Under scrutiny, the Florida prison system releases data on all inmate deaths over the last 14 years. Many remain suspicious.

By Julie K. Brown

 

Judith Arrascue says she has tried for months to find out what happened to her husband, Luis, a state prison inmate who died at the Lake Butler Reception and Medical Center in April.

On Tuesday, Florida's Department of Corrections unveiled a new online database of inmate deaths that reveals Arrascue died after he "fell down on the sidewalk'' outside one of the prison dorms.

His death, the investigative summary says, was accidental. Informed of that finding Tuesday, Arrascue remained suspicious.

Five months after the episode, she said she has no autopsy, no incident report, and no other details from the Department of Corrections, except that her husband's head "smashed like a watermelon'' on the concrete pavement.

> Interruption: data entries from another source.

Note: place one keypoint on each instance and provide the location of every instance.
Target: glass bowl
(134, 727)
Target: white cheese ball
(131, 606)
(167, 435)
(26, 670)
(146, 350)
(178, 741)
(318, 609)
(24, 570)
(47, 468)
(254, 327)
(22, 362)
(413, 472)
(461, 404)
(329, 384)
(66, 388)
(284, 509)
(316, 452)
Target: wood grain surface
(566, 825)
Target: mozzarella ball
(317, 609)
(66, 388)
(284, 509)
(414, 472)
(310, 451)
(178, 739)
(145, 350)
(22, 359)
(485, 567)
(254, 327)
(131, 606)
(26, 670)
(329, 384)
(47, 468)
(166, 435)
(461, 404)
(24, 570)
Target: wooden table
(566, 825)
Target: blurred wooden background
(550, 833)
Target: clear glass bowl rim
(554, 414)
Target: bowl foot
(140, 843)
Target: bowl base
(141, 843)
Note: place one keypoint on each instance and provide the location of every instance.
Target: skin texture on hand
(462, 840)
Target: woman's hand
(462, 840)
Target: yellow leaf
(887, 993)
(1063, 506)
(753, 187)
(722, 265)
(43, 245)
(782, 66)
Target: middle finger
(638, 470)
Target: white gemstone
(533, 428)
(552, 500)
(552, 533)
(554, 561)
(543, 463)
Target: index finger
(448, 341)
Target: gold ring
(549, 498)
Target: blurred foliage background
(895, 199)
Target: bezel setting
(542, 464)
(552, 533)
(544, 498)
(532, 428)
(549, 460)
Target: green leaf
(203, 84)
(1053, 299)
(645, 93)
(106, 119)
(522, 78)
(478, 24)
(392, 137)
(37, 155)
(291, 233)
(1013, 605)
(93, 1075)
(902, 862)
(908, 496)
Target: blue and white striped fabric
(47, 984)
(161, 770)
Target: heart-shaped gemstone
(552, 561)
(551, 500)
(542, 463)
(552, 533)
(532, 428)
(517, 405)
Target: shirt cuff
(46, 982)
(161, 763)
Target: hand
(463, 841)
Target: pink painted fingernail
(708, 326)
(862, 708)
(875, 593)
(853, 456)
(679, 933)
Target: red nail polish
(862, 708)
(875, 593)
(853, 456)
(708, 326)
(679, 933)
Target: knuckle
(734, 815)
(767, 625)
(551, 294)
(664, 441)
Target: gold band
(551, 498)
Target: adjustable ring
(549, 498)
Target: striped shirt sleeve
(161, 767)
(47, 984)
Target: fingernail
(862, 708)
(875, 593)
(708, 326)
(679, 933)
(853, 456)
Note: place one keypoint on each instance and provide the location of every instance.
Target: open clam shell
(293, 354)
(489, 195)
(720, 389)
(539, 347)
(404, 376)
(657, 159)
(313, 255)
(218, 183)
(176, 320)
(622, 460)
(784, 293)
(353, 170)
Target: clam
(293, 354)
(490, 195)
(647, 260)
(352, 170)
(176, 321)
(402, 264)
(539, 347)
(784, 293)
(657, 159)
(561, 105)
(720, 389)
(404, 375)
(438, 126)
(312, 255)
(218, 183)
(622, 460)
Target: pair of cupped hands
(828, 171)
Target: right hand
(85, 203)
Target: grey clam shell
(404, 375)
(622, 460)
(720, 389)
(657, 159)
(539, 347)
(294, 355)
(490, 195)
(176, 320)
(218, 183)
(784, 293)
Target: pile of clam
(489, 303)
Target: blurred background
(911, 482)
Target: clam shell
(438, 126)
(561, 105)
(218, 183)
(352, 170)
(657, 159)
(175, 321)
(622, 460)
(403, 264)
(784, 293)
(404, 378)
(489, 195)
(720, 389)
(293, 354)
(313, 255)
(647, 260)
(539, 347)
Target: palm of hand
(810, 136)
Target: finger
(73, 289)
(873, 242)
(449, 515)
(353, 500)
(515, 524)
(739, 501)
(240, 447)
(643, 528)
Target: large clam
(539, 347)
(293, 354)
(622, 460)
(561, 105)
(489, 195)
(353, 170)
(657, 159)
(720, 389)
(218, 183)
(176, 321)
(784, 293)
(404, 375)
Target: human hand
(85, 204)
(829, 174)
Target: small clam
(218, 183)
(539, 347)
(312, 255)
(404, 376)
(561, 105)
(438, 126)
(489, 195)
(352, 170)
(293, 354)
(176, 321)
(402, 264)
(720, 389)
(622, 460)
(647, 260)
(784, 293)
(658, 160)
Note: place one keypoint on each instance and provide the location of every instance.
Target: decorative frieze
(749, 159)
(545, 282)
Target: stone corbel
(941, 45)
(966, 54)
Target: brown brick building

The online document describing Arrascue's death, one of only eight detailed case summaries posted thus far, is heavily redacted. "How can that be an accident?'' his wife asked, weeping. "He was pushing a man in a wheelchair.''

Florida's Department of Corrections, facing intensifying scrutiny over a growing number of suspicious inmate deaths and reports of alleged abuse involving prison guards, introduced the online database cataloging all inmate deaths over the past 14 years.

The database lists inmates by name, prison, race and manner of death, and supplies other details that the Miami Herald had been trying to obtain from the department since May, when the newspaper began a series of articles about prison deaths.

Corrections Secretary Michael Crews said in a news release Tuesday the move is another in a series of reforms aimed at increasing "transparency and accountability into the functions of the department.''

Some prison advocates were critical, saying the database doesn't go far enough.

"It's more data to work with, but in the larger scheme of things what you need to see is transparency on investigations of alleged malfeasance,'' said Brad Brockmann, executive director of the Center for Prisoner Health and Human Rights at Miriam Hospital/Brown University Medical School in Providence, R.I.

The database lists about 100 cases that remain under investigation by the Florida Department of Law Enforcement, as well as others that are closed, including the case of inmate Theo Hall, who died in February at Okeechobee Correctional Institution after he "accidentally spilled some hot soup on his feet.''

The numbers show that inmate deaths across the state rose in 2012 and 2013, inching over 300 both of those years.

Since 2000, some 3,400 prisoners have died in the state prison system, all but about 200 of them men. A majority of the deaths were classified as natural or accidental. The state recorded 86 homicides and 90 suicides during that 14-year period.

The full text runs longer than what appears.